KERX
- Paris, Arkansas; United States;
- Broadcast area: Fort Smith, Arkansas
- Frequency: 95.3 MHz
- Branding: ESPN Arkansas

Programming
- Language: English
- Format: Sports radio
- Affiliations: ESPN Radio

Ownership
- Owner: Pearson Broadcasting; (Pearson Broadcasting of Paris, Inc.);
- Sister stations: KTTG

History
- First air date: 1981
- Former call signs: KLEO Caulksville Arkansas (1981–1984) KXXS (1984–1985) KCCL-FM (1985–1993)

Technical information
- Licensing authority: FCC
- Facility ID: 40744
- Class: C2
- ERP: 50,000 watts
- HAAT: 140 meters (460 ft)
- Transmitter coordinates: 35°17′13″N 94°02′52″W﻿ / ﻿35.28694°N 94.04778°W

Links
- Public license information: Public file; LMS;
- Website: hitthatline.com

= KERX =

KERX (95.3 FM, "ESPN Arkansas") is an American radio station licensed to serve the community of Paris, Arkansas. The station is owned and operated by Pearson Broadcasting. The broadcast license is held by Pearson Broadcasting of Paris, Inc.

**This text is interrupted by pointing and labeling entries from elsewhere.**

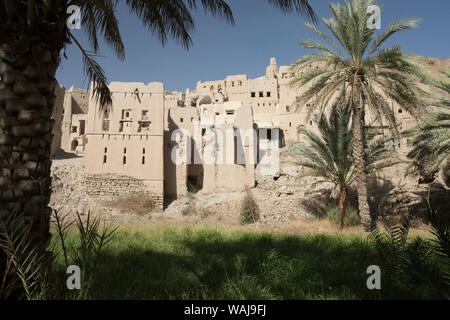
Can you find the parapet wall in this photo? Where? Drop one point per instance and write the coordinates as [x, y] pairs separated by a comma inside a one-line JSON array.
[[109, 187]]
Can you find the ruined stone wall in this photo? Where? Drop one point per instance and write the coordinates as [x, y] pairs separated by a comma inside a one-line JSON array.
[[109, 187]]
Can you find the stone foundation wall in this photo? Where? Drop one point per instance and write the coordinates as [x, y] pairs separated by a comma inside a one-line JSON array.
[[109, 187]]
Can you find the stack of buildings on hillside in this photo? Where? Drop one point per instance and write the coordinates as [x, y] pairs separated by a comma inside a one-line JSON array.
[[148, 128]]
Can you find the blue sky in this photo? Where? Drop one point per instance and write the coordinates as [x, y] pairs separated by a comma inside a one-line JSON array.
[[261, 32]]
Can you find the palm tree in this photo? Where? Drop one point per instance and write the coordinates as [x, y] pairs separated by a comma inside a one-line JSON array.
[[329, 155], [431, 138], [33, 36], [355, 67]]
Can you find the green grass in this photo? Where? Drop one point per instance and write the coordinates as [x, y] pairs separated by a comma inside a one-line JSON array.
[[176, 263]]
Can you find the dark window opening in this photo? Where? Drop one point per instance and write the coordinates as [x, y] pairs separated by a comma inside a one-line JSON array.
[[105, 125], [82, 127]]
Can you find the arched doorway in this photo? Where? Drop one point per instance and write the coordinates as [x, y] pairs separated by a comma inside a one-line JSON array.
[[74, 145]]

KERX broadcasts a sports radio format to the greater Fort Smith, Arkansas, area.

The station was assigned the call sign "KERX" by the Federal Communications Commission (FCC) on May 3, 1993.

==History==

Former branding (2007–2009)

Until December 21, 2007, KERX carried a modern rock music format under the branding "The X". From 2007 through 2009, the station aired a classic rock format branded as "The Rebel".

Previous branding (2009-2014)

From 2009 through 2014, the station aired an adult hits format branded as "Max FM".

In March 2014, the station switched to a sports radio format branded as “ESPN Arkansas".